The optimization problems are often separated into a large number of overlapping sets of problems. In this blog I will focus on a few key distinctions between sets of problems:

  • Convex Optimization vs Non-Convex Optimization: The former consists of the sets of problems that deal with a convex objective function and set of constraints. The latter is a lot harder and contains all other problems. Current non-convex algorithms usually don't have nice convergence guarantees.
  • Discrete Optimization vs Continuous Optimization: as suggested by the name, some of the variables in discrete optimization are restricted to be discrete. Discrete optimization is often separated into combinatorial optimization (e.g. on graph structures) and integer programming (linear programming with integer variables). Discrete optimization tend to be harder than continuous optimization, which contain only continuous variables.
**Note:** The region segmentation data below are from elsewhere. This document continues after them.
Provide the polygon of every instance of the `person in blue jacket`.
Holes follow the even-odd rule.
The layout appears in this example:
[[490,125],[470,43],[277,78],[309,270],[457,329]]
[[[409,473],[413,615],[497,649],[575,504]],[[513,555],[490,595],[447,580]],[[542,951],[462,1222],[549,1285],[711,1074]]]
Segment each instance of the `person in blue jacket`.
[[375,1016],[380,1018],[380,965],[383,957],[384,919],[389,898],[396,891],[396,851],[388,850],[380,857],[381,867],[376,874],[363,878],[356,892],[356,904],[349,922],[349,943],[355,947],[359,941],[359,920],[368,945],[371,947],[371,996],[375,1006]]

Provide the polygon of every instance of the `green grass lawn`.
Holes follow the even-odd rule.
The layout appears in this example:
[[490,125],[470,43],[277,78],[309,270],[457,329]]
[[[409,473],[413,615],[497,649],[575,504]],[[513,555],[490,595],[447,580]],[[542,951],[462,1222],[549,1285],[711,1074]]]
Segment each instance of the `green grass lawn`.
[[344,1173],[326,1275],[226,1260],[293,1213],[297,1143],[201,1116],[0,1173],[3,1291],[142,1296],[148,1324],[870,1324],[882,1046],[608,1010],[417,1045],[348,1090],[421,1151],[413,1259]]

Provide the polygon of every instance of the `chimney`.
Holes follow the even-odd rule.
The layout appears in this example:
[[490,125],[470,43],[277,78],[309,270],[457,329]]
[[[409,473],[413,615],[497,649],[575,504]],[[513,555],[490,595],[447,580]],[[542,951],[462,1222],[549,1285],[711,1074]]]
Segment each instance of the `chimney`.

  • Finite terminating algorithms vs Iterative methods vs Heuristic-based models: the first type of algorithms terminate after a finite number of steps. Iterative methods converge to a solution. Heuristic based methods is any algorithm that is not guaranteed to converge mathematically, but is still very useful in practice.
  • Unconstrained Optimization vs Constrained Optimization: whether or not there are constraints on the variables of the objective function. The constraints might be hard (required to be satisfied) or soft, in which case the objective function is penalized by the extent that the constraints are not satisfied.
  • Deterministic Optimization vs Stochastic Optimization: whether the data is assumed to be noisy or not. The latter is extremely useful in practice as most data is noisy.
  • Linear Programming vs Non-Linear Programming: The former consists of the sets of problems that have a linear objective functions and only linear constraints. Non-linear programming consists of all other problems, and can be convex or not.
  • $n^{th}$ Order Algorithms: Which distinguishes which order derivative the algorithm is using. In optimization the most common are:
    • Zero-order optimization algorithm (=derivative free): use only the function values. This has to be used if the explicit function form is not given (i.e. black-box optimization).
    • First-order optimization algorithm: these algorithms optimize the objective function by taking advantage of the derivatives, which says how a function is increasing or decreasing in every direction. This class of algorithm is the most used in machine learning problems.
    • Second-order optimization algorithm: these algorithms use the Hessian to know about the curvature of the function.

:mag: Side Notes: As optimization is crucial for many different fields, the vocabulary and conventions are not really standardize. For example $f(x)$, is often called the objective function, the loss function, or the cost function when it is minimized. And is called the utility or fitness function when it has to be maximized. In physics and computer vision, it is often called the energy function.